SABÁN, Quintana Roo, 13 de agosto. – Entre las calles y plazas, a veces los vendedores ambulantes ofrecen piezas que guardan historias únicas. Tal es el caso de Gonzalo Can Uc, campesino y hábil tallador de madera originario de esta comunidad maya, cuyas manos transforman la materia prima en coloridas figuras de animales, terminadas con hilos y detalles finos.
“Puro de animales así… hay grandes, con su aro grande, como del tamaño del loro, de un ‘Cocha’… hay otro de mascarones”, cuenta Gonzalo, mientras muestra su trabajo.
A pesar de su talento, como la mayoría de los artesanos rurales, no puede vivir únicamente de esta actividad, que se convierte en un complemento para los ingresos familiares.
“A veces vendo solo diez… casi no tengo mercado para venderlo”, reconoce.
Su ascendencia maya es evidente, pero la falta de oportunidades lo ha convertido —como a muchos otros— en un visitante limitado de los sitios arqueológicos que resguardan su propia herencia.

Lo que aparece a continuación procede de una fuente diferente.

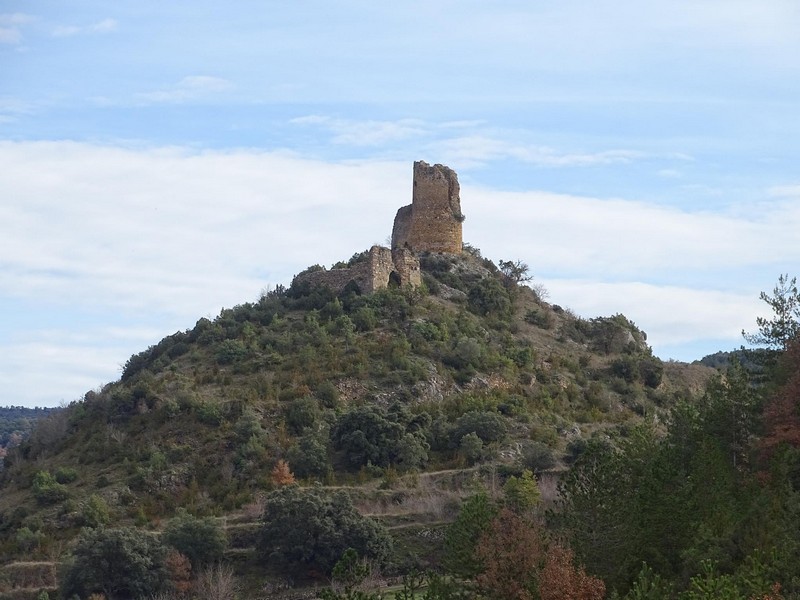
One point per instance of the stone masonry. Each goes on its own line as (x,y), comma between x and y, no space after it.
(431,223)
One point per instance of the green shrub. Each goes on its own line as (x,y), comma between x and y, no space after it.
(66,475)
(47,490)
(307,530)
(118,563)
(201,540)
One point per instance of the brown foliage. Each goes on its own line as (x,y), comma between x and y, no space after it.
(512,551)
(782,412)
(180,572)
(562,580)
(521,565)
(281,474)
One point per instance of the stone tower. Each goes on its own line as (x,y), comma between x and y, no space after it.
(432,222)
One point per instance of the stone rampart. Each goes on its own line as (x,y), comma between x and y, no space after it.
(381,267)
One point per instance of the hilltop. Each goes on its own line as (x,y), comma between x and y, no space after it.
(400,376)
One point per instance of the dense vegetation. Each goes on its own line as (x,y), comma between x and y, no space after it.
(312,437)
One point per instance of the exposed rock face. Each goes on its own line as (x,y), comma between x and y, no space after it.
(432,222)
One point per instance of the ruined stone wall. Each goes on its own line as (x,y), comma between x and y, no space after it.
(432,223)
(372,274)
(407,266)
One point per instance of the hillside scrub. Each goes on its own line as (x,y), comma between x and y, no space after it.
(358,399)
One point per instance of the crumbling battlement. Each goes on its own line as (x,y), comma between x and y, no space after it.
(432,222)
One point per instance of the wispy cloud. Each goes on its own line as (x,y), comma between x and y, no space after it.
(477,150)
(104,26)
(11,27)
(192,87)
(164,236)
(366,133)
(468,150)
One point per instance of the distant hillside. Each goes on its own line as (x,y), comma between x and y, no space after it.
(16,422)
(469,370)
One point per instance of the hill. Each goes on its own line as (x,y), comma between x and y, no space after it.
(200,419)
(402,378)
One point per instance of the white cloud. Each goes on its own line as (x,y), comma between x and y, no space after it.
(192,87)
(366,133)
(10,27)
(158,237)
(10,36)
(670,315)
(625,238)
(104,26)
(476,150)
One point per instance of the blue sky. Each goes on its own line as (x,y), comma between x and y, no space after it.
(159,162)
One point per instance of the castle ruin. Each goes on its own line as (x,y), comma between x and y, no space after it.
(431,223)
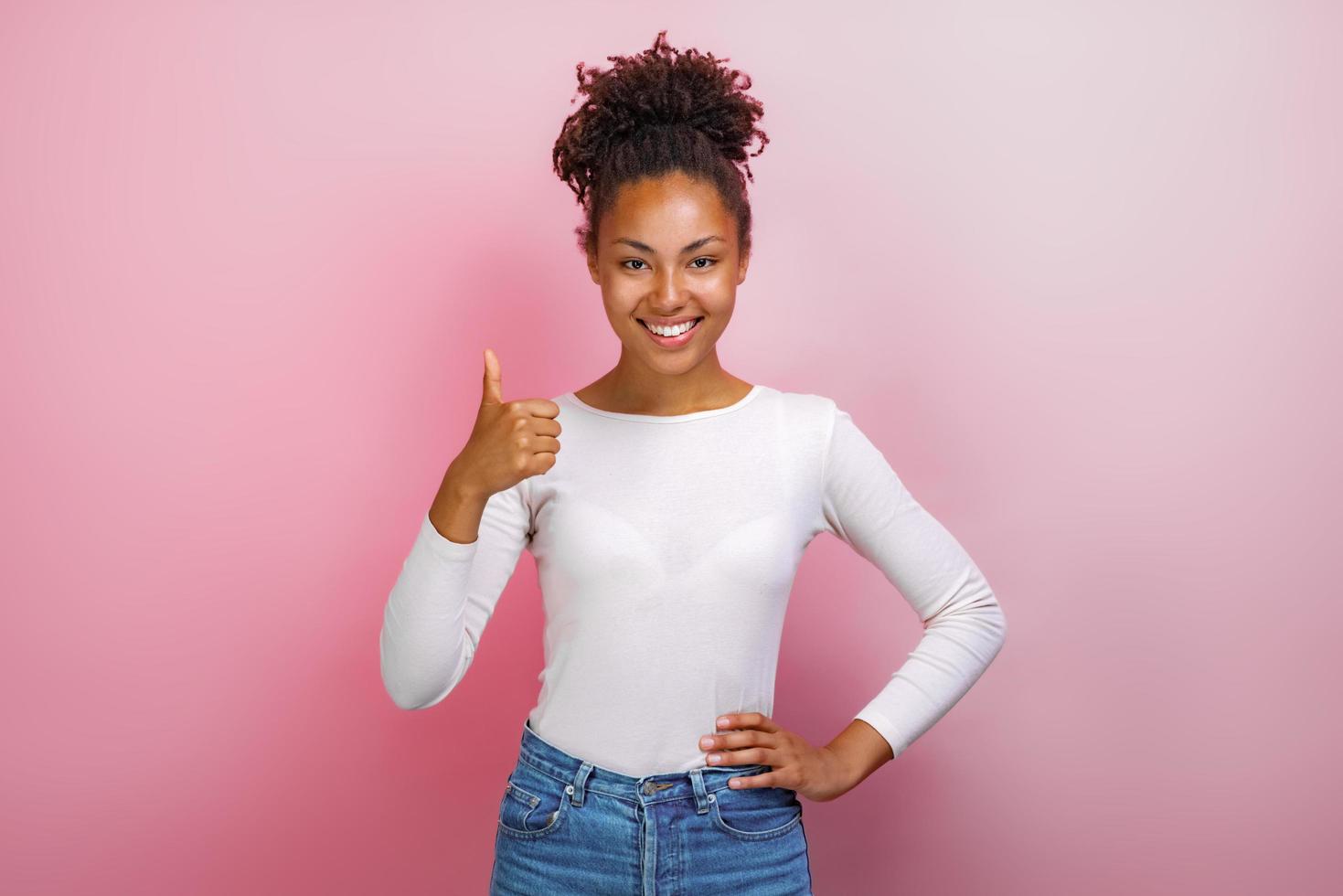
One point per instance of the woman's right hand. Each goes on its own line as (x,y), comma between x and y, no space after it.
(509,443)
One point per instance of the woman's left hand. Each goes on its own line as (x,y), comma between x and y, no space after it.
(815,773)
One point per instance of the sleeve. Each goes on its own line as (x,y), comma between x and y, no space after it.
(443,598)
(867,506)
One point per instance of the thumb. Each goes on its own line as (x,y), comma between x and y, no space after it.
(493,387)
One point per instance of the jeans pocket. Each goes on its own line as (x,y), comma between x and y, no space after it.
(755,813)
(533,804)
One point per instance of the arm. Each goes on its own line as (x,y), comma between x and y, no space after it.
(867,506)
(444,595)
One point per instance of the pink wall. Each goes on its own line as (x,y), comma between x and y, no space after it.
(1074,269)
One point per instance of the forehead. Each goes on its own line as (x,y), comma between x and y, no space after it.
(666,208)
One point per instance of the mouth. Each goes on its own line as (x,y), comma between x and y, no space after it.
(673,341)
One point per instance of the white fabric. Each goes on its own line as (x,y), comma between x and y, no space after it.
(666,549)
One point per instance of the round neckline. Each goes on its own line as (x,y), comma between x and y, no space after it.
(666,418)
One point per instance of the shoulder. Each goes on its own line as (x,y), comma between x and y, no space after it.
(806,418)
(805,407)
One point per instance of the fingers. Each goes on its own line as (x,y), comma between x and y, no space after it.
(763,779)
(492,391)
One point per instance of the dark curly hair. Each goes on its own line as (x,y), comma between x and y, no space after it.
(657,112)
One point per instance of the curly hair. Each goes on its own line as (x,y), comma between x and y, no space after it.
(652,113)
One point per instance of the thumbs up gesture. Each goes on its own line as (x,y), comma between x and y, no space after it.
(509,443)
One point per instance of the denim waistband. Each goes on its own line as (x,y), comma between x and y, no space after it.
(586,776)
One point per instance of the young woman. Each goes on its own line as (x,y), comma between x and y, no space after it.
(666,538)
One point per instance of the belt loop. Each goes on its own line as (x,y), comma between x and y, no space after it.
(701,797)
(579,787)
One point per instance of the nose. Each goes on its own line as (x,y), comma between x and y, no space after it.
(667,295)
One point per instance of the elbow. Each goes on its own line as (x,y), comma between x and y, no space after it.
(412,698)
(412,687)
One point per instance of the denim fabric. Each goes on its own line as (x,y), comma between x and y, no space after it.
(570,827)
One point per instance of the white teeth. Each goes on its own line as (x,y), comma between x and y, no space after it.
(672,331)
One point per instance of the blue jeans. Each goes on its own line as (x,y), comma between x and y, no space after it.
(570,827)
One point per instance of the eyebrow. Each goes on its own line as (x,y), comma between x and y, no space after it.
(647,249)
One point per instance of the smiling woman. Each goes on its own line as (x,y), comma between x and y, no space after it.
(666,539)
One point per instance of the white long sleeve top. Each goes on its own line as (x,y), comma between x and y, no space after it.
(666,549)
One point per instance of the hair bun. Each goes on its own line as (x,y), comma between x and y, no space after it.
(655,97)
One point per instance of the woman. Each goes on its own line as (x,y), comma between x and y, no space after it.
(667,536)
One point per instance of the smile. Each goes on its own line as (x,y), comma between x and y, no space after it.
(673,336)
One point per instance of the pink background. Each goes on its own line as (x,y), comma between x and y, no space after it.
(1074,268)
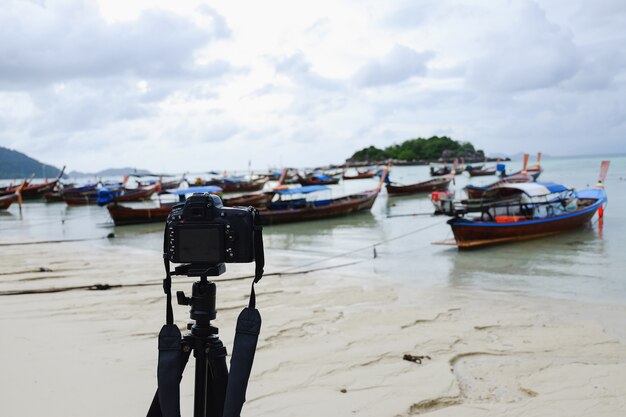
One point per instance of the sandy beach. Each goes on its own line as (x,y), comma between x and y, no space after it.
(331,344)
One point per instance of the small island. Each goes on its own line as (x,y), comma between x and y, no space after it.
(419,151)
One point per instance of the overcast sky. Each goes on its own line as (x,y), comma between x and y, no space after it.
(195,85)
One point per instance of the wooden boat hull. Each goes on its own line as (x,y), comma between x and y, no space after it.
(439,184)
(81,199)
(239,187)
(7,200)
(37,191)
(135,195)
(315,181)
(338,207)
(123,215)
(91,197)
(359,176)
(475,193)
(470,234)
(482,172)
(255,200)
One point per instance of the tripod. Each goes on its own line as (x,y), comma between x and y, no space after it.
(211,373)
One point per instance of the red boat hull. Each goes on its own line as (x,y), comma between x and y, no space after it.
(438,184)
(471,234)
(123,215)
(339,207)
(7,200)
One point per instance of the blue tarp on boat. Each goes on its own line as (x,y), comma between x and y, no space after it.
(596,193)
(206,189)
(554,187)
(302,190)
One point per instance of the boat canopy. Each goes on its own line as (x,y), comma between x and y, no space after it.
(306,189)
(206,189)
(593,193)
(535,189)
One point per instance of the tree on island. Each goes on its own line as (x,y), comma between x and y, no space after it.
(420,149)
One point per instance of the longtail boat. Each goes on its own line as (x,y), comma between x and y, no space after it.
(254,200)
(541,209)
(534,171)
(236,185)
(36,191)
(437,172)
(360,174)
(318,179)
(302,210)
(481,171)
(124,215)
(105,195)
(476,192)
(7,200)
(299,209)
(436,184)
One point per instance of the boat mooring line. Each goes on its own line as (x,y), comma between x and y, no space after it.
(17,226)
(288,271)
(41,242)
(370,246)
(410,215)
(102,287)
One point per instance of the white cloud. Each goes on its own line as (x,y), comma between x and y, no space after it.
(192,86)
(64,40)
(400,64)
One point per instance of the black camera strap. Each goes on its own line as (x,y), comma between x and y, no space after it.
(170,350)
(246,335)
(169,372)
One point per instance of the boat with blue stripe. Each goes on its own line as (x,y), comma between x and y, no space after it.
(514,212)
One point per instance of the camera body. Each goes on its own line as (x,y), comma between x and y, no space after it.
(202,231)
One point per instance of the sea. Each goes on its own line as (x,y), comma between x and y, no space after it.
(394,242)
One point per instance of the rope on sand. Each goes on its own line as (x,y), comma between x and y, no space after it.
(288,271)
(41,242)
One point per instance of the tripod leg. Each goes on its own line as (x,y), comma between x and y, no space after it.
(155,406)
(217,377)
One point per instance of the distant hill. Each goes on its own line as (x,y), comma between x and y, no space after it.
(15,165)
(110,172)
(420,150)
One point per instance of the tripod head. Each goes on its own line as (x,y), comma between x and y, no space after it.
(203,294)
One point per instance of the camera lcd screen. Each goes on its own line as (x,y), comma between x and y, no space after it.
(201,245)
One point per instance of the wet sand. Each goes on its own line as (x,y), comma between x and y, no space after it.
(330,345)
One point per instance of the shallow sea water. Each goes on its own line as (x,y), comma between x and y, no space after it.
(586,264)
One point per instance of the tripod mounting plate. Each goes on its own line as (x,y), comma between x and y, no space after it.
(200,270)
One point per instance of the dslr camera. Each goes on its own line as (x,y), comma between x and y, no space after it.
(202,231)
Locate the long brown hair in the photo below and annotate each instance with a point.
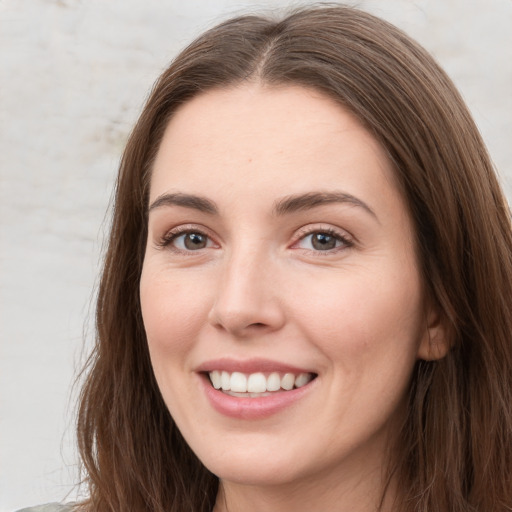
(455, 451)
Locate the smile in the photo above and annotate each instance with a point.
(259, 384)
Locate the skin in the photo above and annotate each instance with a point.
(355, 315)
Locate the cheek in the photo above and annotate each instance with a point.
(173, 310)
(362, 321)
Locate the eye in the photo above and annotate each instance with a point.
(323, 240)
(186, 240)
(191, 241)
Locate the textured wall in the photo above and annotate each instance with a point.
(73, 76)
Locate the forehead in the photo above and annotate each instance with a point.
(263, 140)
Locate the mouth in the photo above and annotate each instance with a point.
(259, 384)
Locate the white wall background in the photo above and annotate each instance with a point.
(73, 76)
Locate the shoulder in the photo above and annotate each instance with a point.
(50, 507)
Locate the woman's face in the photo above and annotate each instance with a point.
(280, 256)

“Una vez me fui a Chichén Itzá… allá no dejan que entre uno, porque ellos están pagando”, relata sobre las restricciones para vender en zonas turísticas.
La elaboración de cada pieza es un proceso laborioso:
“Un pedazo de coa, le saco filo… así con trabajo, diez llaveritos al día, pero no terminados; solo tallarlos… sí, lleva como cuatro días”, explica.
Cuando logra reunir suficientes figuras, sale a venderlas, aunque muchas veces los gastos de pasaje y comida reducen las ganancias:
“Ahorita ya vendí nomás cinco. Debo pagar pasaje, comida…”.
En la zona maya de Quintana Roo, la artesanía sigue siendo parte de la identidad y la vida cotidiana. Sin embargo, como en el caso de Gonzalo, preservar esta tradición implica sortear las dificultades de un mercado reducido y la competencia de productos industrializados.